Buna, Kristal-İş’in imzaladığı ve Şişecam’a bağlı 6 bin işçiyi kapsayan Cam Grup TİS örnek verilebilir. Saat ücretlerine 4,45 lira, sosyal haklara %28-40 arasında zam yapıldı. TÜMTİS’in Aras Kargo’da 6 bin işçiyi kapsayan, %40 zam ile sonuçlanan TİS bir başka örnek. Elbette imzalanan bu TİS’lere rağmen ücretler yoksulluk sınırının altında.

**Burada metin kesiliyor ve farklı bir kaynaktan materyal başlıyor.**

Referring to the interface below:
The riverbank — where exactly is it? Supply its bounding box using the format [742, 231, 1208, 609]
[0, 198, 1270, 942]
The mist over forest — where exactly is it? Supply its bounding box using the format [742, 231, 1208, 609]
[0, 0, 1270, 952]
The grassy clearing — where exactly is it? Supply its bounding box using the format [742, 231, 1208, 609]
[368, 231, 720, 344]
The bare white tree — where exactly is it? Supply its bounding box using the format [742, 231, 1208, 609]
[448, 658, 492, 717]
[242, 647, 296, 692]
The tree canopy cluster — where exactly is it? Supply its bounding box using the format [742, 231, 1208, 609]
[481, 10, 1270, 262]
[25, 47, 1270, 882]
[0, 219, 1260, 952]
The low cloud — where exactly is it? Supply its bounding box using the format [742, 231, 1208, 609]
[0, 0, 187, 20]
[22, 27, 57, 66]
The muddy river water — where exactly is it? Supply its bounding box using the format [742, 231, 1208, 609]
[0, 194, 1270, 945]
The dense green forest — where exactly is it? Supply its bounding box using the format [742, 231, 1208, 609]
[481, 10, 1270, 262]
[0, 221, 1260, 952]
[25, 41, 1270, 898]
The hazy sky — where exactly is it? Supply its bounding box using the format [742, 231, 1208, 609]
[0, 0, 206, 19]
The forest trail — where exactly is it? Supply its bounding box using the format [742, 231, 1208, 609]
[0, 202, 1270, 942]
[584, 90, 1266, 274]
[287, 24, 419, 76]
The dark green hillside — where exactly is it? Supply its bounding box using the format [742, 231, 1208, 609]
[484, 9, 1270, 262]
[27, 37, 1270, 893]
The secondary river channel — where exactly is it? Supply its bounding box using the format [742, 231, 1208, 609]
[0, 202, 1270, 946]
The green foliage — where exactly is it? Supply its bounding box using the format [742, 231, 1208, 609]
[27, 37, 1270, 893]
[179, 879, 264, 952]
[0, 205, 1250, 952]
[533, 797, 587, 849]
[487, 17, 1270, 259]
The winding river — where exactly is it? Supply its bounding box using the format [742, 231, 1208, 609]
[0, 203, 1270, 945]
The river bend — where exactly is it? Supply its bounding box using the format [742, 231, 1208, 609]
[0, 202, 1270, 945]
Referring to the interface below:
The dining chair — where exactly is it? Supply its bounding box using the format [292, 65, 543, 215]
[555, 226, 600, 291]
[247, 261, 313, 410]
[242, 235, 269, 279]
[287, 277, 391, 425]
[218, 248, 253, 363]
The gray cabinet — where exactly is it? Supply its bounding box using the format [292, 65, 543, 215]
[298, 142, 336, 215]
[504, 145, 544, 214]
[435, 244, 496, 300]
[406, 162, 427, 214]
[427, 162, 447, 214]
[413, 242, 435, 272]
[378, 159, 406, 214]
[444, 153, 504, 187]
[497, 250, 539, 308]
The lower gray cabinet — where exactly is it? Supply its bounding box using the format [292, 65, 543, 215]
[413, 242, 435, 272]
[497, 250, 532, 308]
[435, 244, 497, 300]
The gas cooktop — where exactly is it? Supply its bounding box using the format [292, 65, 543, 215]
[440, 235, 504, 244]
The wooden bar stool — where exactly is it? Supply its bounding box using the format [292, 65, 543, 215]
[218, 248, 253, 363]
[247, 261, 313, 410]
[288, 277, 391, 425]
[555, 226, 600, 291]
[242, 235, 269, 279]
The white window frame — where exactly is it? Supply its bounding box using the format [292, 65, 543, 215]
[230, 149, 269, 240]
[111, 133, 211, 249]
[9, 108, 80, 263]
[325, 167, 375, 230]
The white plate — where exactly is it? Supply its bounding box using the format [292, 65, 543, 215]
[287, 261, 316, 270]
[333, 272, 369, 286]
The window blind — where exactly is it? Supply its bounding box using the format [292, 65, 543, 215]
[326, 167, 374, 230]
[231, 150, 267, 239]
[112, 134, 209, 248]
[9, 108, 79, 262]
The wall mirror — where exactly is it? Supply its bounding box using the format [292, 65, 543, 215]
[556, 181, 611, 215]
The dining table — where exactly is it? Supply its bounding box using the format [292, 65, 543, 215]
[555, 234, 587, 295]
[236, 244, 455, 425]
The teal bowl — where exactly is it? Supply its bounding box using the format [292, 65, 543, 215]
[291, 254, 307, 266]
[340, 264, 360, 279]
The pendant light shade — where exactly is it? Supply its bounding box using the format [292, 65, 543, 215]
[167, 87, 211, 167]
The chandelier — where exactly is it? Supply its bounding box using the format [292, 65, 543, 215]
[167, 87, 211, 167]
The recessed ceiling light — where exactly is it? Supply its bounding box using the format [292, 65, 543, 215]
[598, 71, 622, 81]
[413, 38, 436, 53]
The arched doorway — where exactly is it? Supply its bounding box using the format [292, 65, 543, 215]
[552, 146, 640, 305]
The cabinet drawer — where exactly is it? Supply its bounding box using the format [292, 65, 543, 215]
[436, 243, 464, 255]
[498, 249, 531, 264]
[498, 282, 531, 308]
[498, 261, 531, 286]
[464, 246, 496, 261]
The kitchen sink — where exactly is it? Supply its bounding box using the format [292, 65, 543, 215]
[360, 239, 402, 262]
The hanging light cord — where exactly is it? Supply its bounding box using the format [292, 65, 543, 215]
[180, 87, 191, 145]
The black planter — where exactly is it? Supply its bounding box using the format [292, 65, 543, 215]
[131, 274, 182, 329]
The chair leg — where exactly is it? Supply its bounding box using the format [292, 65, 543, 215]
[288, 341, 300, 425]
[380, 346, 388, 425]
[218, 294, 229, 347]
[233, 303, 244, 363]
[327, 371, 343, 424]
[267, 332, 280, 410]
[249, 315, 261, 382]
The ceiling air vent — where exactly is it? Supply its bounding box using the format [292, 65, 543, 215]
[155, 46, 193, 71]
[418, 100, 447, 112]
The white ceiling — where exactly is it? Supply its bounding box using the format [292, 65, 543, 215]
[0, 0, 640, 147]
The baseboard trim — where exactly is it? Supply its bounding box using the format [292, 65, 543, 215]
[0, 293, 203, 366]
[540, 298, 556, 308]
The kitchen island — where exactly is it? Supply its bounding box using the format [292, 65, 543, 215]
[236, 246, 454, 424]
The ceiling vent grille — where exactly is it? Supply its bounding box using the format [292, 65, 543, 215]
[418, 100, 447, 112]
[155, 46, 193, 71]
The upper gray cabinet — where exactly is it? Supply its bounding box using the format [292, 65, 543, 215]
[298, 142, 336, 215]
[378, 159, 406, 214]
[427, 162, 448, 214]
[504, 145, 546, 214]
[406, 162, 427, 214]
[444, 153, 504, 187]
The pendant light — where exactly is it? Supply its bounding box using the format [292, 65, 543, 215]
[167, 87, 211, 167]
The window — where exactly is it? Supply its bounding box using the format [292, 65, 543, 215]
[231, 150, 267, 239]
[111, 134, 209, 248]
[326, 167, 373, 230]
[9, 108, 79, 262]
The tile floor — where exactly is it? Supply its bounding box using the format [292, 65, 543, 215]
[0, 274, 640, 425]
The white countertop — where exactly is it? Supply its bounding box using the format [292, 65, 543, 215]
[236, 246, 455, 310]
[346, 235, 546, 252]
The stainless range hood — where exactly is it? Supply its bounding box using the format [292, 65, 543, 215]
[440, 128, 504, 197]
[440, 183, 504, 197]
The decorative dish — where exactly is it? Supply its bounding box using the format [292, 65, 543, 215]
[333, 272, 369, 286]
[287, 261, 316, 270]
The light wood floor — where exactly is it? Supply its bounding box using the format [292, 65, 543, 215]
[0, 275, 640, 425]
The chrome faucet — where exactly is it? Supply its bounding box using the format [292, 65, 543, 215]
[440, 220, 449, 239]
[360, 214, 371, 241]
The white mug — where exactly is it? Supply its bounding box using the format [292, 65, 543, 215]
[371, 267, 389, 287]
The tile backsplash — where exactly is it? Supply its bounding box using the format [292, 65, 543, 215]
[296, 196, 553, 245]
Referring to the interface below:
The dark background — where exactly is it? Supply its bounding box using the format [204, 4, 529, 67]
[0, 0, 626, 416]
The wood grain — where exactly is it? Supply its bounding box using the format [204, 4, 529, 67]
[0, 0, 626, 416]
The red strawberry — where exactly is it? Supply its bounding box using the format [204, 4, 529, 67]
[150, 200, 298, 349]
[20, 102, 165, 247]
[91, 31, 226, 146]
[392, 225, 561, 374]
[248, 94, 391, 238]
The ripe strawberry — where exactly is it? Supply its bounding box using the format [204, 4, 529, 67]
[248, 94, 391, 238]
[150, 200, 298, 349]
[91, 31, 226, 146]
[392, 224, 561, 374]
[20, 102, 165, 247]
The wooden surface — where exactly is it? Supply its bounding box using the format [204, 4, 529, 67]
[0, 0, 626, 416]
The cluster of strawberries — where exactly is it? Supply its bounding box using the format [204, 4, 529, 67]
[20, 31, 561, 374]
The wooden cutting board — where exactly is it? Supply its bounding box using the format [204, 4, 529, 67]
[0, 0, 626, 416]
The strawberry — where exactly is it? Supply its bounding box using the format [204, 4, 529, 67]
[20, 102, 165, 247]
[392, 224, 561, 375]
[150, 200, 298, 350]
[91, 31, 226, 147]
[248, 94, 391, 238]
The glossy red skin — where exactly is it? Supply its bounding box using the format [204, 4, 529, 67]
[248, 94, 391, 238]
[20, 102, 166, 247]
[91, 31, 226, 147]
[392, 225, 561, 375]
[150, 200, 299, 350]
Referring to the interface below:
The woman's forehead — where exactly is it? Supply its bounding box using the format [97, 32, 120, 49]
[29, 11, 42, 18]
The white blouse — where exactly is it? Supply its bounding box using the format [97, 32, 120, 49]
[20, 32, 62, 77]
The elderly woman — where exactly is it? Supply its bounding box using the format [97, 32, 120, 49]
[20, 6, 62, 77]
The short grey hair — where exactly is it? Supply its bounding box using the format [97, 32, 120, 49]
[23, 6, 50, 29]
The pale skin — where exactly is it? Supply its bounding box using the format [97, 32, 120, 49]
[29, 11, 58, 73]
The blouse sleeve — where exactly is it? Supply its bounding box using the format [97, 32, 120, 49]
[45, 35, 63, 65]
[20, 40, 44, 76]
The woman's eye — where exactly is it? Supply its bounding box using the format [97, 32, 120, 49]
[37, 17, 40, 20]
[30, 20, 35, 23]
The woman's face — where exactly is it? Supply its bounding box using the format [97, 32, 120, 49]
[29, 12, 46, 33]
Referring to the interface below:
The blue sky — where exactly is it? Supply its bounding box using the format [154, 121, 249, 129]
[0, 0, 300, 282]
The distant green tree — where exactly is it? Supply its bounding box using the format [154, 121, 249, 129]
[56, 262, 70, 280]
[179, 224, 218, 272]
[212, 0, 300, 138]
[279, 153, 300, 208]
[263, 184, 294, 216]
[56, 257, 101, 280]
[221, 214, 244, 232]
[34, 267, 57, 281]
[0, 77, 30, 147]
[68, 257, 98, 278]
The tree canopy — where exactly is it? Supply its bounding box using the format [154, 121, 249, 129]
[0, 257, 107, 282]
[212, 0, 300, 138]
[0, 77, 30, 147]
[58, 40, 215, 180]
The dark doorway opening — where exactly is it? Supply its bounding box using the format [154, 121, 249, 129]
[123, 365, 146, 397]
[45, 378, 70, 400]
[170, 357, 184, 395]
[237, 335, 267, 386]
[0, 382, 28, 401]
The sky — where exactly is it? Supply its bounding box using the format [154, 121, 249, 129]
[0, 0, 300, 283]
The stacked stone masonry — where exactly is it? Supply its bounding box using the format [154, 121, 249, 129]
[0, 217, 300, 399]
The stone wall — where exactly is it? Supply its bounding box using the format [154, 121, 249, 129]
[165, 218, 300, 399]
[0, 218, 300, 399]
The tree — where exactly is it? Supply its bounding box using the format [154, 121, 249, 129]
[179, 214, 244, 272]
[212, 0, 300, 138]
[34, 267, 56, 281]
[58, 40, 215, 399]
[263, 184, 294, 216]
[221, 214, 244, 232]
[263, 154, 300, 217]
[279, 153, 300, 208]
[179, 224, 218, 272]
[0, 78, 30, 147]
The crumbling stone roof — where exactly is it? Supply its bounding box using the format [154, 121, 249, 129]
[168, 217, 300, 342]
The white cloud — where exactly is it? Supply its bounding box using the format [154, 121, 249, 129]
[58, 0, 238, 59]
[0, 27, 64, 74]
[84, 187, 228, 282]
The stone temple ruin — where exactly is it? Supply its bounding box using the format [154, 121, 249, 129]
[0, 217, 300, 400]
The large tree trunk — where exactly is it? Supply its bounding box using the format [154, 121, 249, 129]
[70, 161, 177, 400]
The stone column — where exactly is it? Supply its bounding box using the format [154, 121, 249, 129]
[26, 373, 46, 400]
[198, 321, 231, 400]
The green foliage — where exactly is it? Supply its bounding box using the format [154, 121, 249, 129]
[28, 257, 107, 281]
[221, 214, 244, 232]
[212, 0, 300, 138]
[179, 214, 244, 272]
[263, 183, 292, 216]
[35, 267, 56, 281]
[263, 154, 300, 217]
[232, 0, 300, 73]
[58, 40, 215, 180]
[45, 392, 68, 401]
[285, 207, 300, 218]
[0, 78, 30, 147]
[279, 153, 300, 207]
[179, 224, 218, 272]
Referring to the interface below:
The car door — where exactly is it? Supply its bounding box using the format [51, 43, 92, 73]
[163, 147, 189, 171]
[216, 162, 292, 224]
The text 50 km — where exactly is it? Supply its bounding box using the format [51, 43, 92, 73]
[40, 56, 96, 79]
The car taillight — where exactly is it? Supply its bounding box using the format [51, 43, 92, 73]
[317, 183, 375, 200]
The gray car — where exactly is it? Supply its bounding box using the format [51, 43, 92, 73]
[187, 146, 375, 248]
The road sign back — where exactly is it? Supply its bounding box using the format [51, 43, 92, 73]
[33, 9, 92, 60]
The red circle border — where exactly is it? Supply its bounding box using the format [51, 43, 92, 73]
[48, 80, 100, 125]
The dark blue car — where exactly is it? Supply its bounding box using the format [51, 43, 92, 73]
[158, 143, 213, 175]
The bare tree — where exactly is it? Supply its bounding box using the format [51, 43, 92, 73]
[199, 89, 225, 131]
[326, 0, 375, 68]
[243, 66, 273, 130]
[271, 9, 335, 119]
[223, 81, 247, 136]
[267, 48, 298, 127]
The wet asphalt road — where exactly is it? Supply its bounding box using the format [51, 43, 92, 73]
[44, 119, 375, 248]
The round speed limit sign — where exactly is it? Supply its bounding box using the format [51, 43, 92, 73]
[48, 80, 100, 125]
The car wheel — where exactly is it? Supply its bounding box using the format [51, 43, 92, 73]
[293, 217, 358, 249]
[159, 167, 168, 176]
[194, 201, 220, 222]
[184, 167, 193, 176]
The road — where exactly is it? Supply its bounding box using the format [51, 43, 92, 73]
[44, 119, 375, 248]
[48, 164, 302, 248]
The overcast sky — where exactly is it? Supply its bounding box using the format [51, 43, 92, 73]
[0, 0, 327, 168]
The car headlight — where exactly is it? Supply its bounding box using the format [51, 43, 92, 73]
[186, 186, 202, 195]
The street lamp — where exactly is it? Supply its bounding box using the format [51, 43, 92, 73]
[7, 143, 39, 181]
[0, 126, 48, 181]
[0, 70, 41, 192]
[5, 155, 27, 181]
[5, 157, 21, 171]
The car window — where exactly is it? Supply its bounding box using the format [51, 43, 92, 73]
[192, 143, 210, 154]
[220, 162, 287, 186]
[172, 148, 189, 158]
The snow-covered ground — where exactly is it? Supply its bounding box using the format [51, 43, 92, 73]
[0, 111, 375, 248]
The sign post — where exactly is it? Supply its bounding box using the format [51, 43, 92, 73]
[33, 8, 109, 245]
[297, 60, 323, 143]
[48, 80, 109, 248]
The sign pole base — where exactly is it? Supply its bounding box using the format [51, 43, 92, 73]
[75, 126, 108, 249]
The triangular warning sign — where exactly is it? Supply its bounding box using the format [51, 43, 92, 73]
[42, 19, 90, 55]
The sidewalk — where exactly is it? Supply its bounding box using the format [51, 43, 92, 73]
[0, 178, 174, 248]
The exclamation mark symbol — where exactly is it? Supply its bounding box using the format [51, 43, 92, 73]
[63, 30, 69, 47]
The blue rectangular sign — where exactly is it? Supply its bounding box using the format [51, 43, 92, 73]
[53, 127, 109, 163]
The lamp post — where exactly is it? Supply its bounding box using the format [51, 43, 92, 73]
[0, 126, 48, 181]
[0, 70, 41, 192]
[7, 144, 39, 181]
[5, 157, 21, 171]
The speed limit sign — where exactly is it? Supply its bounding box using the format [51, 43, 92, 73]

Ortalamanın üzerinde alınan bu zamların temel nedeni sermayenin korkusudur. İşçilerin ağır sefalet koşullarında yaşamaya mahkum edilmesinin yaratacağı patlamadan korkuyorlar.
Buna zemin hazırlayan sermaye devletinin kendisidir. Sendikalı yerler de dahil olmak üzere taşeron ve esnek çalışmanın varlığı, taşeron işçilerin sözleşme kapsamı dışında tutuluyor olması, sermayeye verilen teşvikler, ödenekler, vergi afları ile sermaye kârlarına kâr katarken, sermaye iktidarı sınıf içerisindeki öfke ve hoşnutsuzluğu bugüne kadar dizginlemeyi başarabildi. Bu, sınıfın sendikalı bile olsa örgütsüzlüğü sayesinde mümkün olabildi.
İşçi sınıfının haklarını söküp alabilmesi, örgütlü bir güç olarak sermayenin karşısına dikilmesi ile mümkündür. TİS süreçleri bunun için imkanlar sunmaktadır. Ancak örgütsüzlük TİS dönemlerinin kaybedilmesine, hatta TİS’in mevcut koşullara boyun eğdirmenin araçlarına dönüşmesine neden olmaktadır. TİS süreçleri dahil kazanımların elde edilmesi, işçi sınıfının tabandan örgütlenerek inisiyatifi eline almasından geçiyor.